What's worse is that Laymon's story, "Dinker's Pond", is exactly the same thing, only more so. This story is about a pair of gold prospectors named James and George, and George's new girlfriend Lucy, who George insists on bringing along on their gold expedition. James is against this, knowing that Lucy -- who is, of course, gorgeous -- only wants to get in on the money, and isn't actually interested in George. George is having none of it, despite the fact that James tells him a graphic, implausible story about a similar pair of friends, with a similar romantic entanglement threatening their partnership, and it's ridiculously bloody aftermath.
James is right about Lucy, obviously, and he just as obviously lusts after her. One day, he finds her bathing in a pond, and tells her she should remove herself from that pond, and quick, because it has a terrible history. Lucy, naked and full of hatred for James, and his stories, tells him to go whistle, but he tells her the story of Dinker's Pond anyway, which involves a man with sawed-down teeth who ate live animals, an attempted lynching, and what parts of whom found their way into the pond where Lucy is now bathing, and why her choice to remain in that pond might not work out too well for her. And then that's what happens, and the story ends.
And it's a fine story. The kind of story that -- quite intentionally on Laymon's part, I believe -- reads as a throwback campfire story, to scare and disgust your friends with for a short period before everyone goes to sleep. And as such, it is almost exactly like the old Tales from the Crypt stories, complete with the nasty (which I don't mean in the pejorative sense) moralizing and comeuppance delivered to its most unlikable character. "Black Boots" was reminiscent of that comic, but "Dinker's Pond" could have come straight from its pages. Which, I stress again, is fine, because I love Tales from the Crypt. But new trails have not been blazed by either McCammon or Laymon, and what's even more curious is that I have a hard time believing that either writer thought they were, or cared much about, doing so. They had what they believed were good ideas for quick, mean little stories that crossed the horror story with the Western, so that's what they wrote. It's Lansdale and LoBrutto who oversold them.

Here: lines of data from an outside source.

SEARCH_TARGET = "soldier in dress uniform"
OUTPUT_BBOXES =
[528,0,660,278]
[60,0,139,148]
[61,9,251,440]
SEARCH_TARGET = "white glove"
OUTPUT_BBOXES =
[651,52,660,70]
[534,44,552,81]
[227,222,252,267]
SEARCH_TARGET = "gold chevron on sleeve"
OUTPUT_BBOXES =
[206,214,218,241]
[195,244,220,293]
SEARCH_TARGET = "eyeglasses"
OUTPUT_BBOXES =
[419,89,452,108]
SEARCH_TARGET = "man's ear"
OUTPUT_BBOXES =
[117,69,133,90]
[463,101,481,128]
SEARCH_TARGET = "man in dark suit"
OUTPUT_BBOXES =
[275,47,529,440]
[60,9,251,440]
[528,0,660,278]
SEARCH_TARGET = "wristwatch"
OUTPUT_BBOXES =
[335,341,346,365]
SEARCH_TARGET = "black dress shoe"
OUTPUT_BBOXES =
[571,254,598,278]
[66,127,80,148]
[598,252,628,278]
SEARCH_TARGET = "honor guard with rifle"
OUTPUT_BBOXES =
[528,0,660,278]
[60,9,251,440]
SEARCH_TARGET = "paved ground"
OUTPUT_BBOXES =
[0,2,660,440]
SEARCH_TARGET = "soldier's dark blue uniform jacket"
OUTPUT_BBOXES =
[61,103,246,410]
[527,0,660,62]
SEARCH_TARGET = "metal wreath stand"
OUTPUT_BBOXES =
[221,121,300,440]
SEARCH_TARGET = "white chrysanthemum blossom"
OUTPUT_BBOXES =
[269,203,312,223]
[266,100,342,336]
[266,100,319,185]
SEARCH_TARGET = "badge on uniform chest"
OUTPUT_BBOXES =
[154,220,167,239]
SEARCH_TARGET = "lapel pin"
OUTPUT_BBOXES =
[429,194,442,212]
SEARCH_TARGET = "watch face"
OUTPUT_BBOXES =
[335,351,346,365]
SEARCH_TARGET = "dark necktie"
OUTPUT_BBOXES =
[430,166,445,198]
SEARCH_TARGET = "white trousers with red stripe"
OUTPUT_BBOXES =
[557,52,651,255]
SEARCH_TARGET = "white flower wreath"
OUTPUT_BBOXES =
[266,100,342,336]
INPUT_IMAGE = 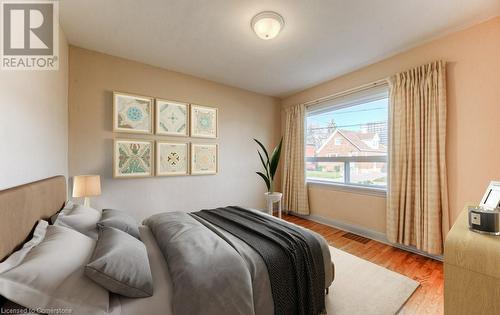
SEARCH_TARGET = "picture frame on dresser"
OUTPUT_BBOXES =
[155,98,189,137]
[190,104,219,139]
[113,138,154,178]
[113,91,154,134]
[191,143,219,175]
[155,140,190,176]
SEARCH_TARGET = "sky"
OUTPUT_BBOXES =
[307,99,388,131]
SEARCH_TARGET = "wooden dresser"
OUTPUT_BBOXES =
[444,207,500,315]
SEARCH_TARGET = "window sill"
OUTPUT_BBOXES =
[307,179,387,197]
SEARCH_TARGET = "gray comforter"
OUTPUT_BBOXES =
[143,212,333,315]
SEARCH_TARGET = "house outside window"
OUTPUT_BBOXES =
[306,85,389,190]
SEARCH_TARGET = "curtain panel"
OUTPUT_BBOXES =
[387,61,449,255]
[283,104,309,215]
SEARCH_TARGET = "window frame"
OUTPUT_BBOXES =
[304,82,390,196]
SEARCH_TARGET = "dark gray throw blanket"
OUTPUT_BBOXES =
[192,207,325,315]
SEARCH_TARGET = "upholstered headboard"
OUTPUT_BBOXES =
[0,176,67,261]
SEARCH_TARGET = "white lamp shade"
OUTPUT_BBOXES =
[252,11,285,40]
[73,175,101,198]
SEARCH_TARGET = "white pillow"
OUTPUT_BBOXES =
[54,201,101,240]
[0,225,109,315]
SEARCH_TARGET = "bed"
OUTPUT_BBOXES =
[0,176,334,315]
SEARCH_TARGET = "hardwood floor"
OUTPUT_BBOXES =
[283,215,444,315]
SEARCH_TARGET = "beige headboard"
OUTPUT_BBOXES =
[0,176,66,261]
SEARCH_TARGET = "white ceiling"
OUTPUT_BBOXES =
[60,0,500,97]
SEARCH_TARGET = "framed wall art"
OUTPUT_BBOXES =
[156,141,189,176]
[191,143,218,175]
[156,99,189,137]
[113,139,154,178]
[113,92,153,134]
[191,104,218,138]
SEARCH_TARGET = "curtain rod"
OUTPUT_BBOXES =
[302,78,389,107]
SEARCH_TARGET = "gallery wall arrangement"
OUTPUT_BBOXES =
[113,92,218,178]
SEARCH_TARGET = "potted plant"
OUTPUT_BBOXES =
[254,138,283,217]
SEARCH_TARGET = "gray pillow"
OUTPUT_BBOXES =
[97,209,140,239]
[85,227,153,297]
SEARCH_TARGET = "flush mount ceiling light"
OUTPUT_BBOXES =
[251,11,285,40]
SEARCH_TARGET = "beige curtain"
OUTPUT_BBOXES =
[283,105,309,215]
[387,61,449,254]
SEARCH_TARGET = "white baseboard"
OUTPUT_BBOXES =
[293,213,443,261]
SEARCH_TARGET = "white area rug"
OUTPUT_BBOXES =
[326,246,420,315]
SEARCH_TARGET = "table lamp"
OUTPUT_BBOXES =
[73,175,101,207]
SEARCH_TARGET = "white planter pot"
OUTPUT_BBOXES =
[264,192,283,218]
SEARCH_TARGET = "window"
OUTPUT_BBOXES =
[306,85,389,189]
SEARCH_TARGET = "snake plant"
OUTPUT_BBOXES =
[254,138,283,193]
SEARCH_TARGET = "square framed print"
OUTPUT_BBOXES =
[191,104,218,138]
[155,99,189,137]
[156,141,189,176]
[113,92,153,134]
[191,143,218,175]
[113,139,154,178]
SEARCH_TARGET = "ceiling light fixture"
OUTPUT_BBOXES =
[251,11,285,40]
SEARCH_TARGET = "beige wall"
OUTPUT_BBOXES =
[69,46,280,219]
[0,29,68,189]
[282,17,500,235]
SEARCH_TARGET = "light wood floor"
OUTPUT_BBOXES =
[283,215,444,315]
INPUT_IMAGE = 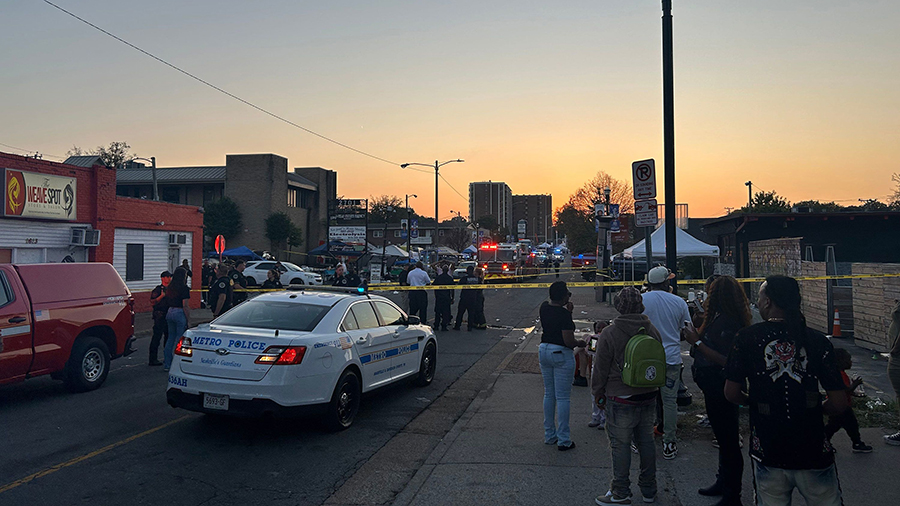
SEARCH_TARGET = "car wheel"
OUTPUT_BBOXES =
[65,336,109,392]
[415,341,437,387]
[324,370,362,431]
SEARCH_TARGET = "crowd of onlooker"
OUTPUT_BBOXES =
[538,267,900,505]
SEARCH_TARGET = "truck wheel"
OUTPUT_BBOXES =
[66,336,109,392]
[324,370,362,432]
[415,341,437,387]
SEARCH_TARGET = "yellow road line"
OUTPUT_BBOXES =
[0,415,193,494]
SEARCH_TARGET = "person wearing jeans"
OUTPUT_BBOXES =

One more thing, though. I'm going to break a rule here, one I don't think I told anyone about, but even new readers have probably picked up on. This whole series of posts about horror fiction is, essentially, a diary of my experiences reading nothing but horror fiction for a month. To make things interesting for myself, I've chosen, this year and last year, to only read stories and novels that I'd never read before. In fairness to Lansdale and LoBrutto, however, I do want to very quickly say that the Chet Williamson story I referred to at the top of this post, "Yore Skin's Jes's Soft 'N Purty...He Said" really does live up to the standards that the editors of Razored Saddles claim they'd set for the whole anthology. It's been quite a while since I read it -- I read it the same day the book arrived in my mailbox -- but it sure has hung with me since then. No gunfighters, no guns, even, I don't think, it instead revolves around a homosexual writer of pulp dime novels, and his quest for...something something. Read it for yourself, but it's a messed up story that is, at the same time, unpleasantly moving, and, I would say, probably very much a Western. Of a particular sort, anyway: it's own sort. Maybe when I get around to reading the rest of Razored Saddles, I'll find more stories like it.